Last month I finished making notes on (Vampries) Made in America and it has all been put to the side for the moment. I’m sick of looking at it. I also finished revisions on Odd Section of Town and Firebugs and Other Insects. I’m satisfied with how they turned out for the most part and I think the next step for them is beta and minor tweaks/polish. I also wrote “A Ride in the Country”, which was actually less writing and more taking a chunk that didn’t make it into Night of the Nothing Man and revising it into it’s own little stand alone bit that will go into one of the anthologies.

Speaking of…

This month, I’m going to be working revising short stories that I’m going to use for future anthologies. I’ve already finished a revision on “Nadie Has a Dog” just a few days into the new month (productivity, what?). Also going to be revised this month “People Are Terrible”, “Cover Up” (a rough draft that I found that I think will go nicely in one of the anthologies), “The House Down the Road”, and “The Seaweed Man”. Of these four, it’s “The Seaweed Man” that’s going to take the most work. It’s going to be more of a rewrite than a revision.

Slowly, but slowly, the backlog decreases.

Writing–I Think I Got a Hit

YearlySo, Yearly has been selling pretty well, much to my surprise.

By selling well, I mean that it sold an average of a copy a day last month (the final count was 33). That’s pitiful if you’re someone else, but that’s fantastic if you’re me. Thirty copies of one title in a month is more that I’ve sold of everything else in over a year. I’ve sold over 60 copies of Yearly since its release in February. And things are already looking good for this month, too. If I could hit 100 total by June, that would be like meeting a goal I didn’t think I could even set. Sad, but that’s just how my writing career has gone so far. Slow build.

And by surprising I mean that I didn’t expect Yearly to do much of anything. It’s a short story anthology. I didn’t expect it to really hit on anyone’s radar. And yet, it seems someone finds it nearly every day. I’m not sure if this is the power of word of mouth or keyword searches or what, but I like it.

I think it also automatically sets me up for disappointment.

My own publishing schedule had me putting out something new next month. There’s almost always a surge of interest right after I publish something (except for Night of the Nothing Man, that’s just hated) because it’s new and people want to see if it’s worth the time and money. Inevitably, after that first week, interest disappears.

At least that’s the norm.

Right now, Yearly is a hit, but it’s also an anomaly. I’m not sure that the next thing I do will do so well. I may be a one-hit wonder instead of a chart topper.

I hope I can handle that.

Writing–December Projects

Snow Cat

December is always a rough month writing-wise for me. Between the NaNoWriMo hangover (which, I admit, can’t be bad this year since I was done in two weeks) and the holidays and the holiday obligations, writing seems even more of a chore than it should be. In order to combat that, the writing-goals for December get toned waaaaay down.

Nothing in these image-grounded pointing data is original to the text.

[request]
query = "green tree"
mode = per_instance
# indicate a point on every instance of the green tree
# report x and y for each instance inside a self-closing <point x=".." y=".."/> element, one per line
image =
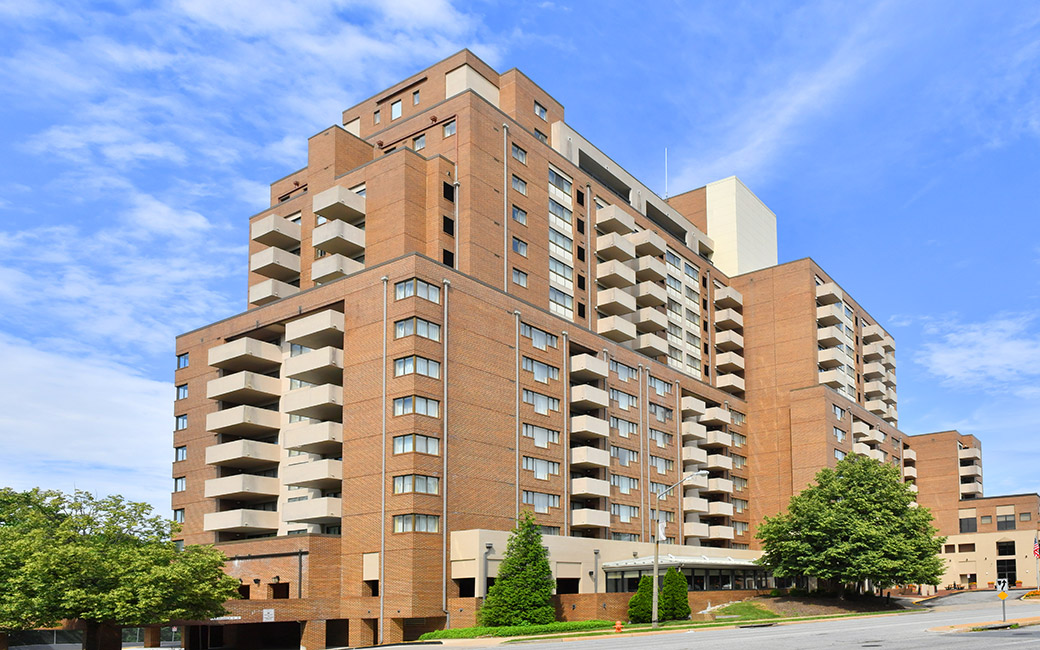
<point x="857" y="523"/>
<point x="522" y="593"/>
<point x="641" y="604"/>
<point x="106" y="562"/>
<point x="674" y="603"/>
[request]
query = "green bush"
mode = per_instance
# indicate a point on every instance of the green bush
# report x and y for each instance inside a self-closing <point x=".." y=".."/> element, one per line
<point x="516" y="630"/>
<point x="674" y="601"/>
<point x="641" y="604"/>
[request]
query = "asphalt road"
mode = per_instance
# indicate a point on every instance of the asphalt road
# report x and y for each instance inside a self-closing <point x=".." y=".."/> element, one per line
<point x="904" y="631"/>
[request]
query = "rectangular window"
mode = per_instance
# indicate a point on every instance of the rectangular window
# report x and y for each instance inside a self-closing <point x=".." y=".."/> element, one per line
<point x="539" y="338"/>
<point x="416" y="443"/>
<point x="417" y="405"/>
<point x="416" y="523"/>
<point x="417" y="365"/>
<point x="541" y="435"/>
<point x="417" y="327"/>
<point x="519" y="278"/>
<point x="542" y="371"/>
<point x="541" y="467"/>
<point x="542" y="404"/>
<point x="540" y="500"/>
<point x="416" y="483"/>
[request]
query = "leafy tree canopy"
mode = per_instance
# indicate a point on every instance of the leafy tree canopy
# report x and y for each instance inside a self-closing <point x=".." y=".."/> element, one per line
<point x="522" y="593"/>
<point x="107" y="562"/>
<point x="857" y="523"/>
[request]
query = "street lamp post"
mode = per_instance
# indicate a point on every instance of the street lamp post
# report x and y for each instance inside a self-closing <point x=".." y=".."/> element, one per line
<point x="659" y="534"/>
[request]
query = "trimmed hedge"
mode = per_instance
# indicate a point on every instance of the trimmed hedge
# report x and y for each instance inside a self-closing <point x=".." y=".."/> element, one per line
<point x="516" y="630"/>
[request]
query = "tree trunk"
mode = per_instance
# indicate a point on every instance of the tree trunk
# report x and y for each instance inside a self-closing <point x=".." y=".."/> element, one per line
<point x="102" y="635"/>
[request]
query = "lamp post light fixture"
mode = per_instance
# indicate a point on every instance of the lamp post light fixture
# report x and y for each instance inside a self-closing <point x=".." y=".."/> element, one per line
<point x="659" y="535"/>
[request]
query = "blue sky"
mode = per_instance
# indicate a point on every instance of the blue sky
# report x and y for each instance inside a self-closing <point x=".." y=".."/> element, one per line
<point x="899" y="145"/>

This month I only have a few goals which shouldn’t tax my brain and my patience too much.

I need to get the cover art done for the Ivy novella, which finally has a name! I’m calling it Cheaters and Chupacabras, which is a crappy name, but it’ll do, pig, it’ll do. And once I get the cover art done, I will be publishing it so you can find out if the novella itself is less-crappy than the title (I think it is).

I also need to get the cover art for my next anthology, Yearly, done. I’d like to have that published in January. And don’t let the title fool you; it’s not a yearly thing. It’s just the way the stories ended up representing months and I decided to capitalize on it.

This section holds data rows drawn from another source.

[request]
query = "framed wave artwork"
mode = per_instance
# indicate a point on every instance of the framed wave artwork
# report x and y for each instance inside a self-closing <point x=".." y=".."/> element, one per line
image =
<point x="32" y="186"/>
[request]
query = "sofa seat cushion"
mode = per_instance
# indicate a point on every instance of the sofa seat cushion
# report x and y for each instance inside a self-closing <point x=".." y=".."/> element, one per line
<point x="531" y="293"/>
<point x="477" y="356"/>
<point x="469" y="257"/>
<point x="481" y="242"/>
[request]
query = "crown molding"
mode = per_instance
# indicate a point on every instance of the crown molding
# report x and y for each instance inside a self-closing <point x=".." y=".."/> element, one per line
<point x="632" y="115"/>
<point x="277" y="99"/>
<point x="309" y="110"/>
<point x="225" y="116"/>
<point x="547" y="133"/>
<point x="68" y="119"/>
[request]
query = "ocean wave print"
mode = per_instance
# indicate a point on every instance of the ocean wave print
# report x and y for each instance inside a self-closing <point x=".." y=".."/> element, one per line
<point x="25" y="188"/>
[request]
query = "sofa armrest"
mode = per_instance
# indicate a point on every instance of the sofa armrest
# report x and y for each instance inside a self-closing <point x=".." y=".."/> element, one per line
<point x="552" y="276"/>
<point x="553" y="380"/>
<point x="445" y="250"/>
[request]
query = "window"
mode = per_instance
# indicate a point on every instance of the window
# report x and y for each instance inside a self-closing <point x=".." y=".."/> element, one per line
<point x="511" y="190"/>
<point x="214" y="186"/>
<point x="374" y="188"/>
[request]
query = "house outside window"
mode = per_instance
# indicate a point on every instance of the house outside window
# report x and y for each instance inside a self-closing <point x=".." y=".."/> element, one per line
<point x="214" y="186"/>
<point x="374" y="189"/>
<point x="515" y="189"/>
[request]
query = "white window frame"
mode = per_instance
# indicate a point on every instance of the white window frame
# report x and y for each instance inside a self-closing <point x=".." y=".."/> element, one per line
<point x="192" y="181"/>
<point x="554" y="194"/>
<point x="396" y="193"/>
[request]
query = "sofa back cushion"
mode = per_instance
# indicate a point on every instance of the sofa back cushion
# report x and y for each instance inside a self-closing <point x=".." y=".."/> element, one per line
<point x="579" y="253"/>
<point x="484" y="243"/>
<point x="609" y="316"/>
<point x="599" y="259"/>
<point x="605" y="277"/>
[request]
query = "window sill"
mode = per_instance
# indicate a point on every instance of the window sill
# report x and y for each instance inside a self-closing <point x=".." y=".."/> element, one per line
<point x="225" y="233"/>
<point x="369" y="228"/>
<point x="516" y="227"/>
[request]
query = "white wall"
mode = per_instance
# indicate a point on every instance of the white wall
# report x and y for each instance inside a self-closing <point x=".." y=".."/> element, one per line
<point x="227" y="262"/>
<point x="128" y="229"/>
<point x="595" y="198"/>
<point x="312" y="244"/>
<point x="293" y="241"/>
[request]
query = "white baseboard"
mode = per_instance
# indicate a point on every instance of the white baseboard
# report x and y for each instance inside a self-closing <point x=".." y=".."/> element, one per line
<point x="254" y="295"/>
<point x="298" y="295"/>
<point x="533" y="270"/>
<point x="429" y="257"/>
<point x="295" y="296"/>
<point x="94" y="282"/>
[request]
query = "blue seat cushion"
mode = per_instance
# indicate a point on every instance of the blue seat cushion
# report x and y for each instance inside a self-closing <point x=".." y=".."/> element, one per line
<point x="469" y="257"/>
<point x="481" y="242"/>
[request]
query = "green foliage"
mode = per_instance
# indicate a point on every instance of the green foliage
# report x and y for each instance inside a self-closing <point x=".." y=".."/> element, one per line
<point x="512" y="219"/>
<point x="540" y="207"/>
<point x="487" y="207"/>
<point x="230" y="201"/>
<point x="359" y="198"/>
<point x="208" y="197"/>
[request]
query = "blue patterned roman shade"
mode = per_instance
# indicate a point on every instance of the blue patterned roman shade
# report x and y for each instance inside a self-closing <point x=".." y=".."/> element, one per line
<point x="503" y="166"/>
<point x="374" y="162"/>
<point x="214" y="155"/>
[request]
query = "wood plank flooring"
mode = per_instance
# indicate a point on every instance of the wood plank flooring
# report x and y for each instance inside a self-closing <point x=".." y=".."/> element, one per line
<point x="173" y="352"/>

And finally, I’m revising “She’s Not Here Anymore”. It was originally written as a novella, but after reading it again, I’ve decided to rewrite it as a short story. I’m taking out certain elements of the story because it ended up not being what I wanted and the new way will be better. I’m giving myself the whole month to do it because I’m not exactly enthused about it, but I think it needs to be done. Once I get the rewrites finished, I think I’ll be happier with the story and therefore, a little more inclined to work on it.

So that’s what I’ll be doing in December. Enough to keep me productive, but not too much to make me feel like an utter failure.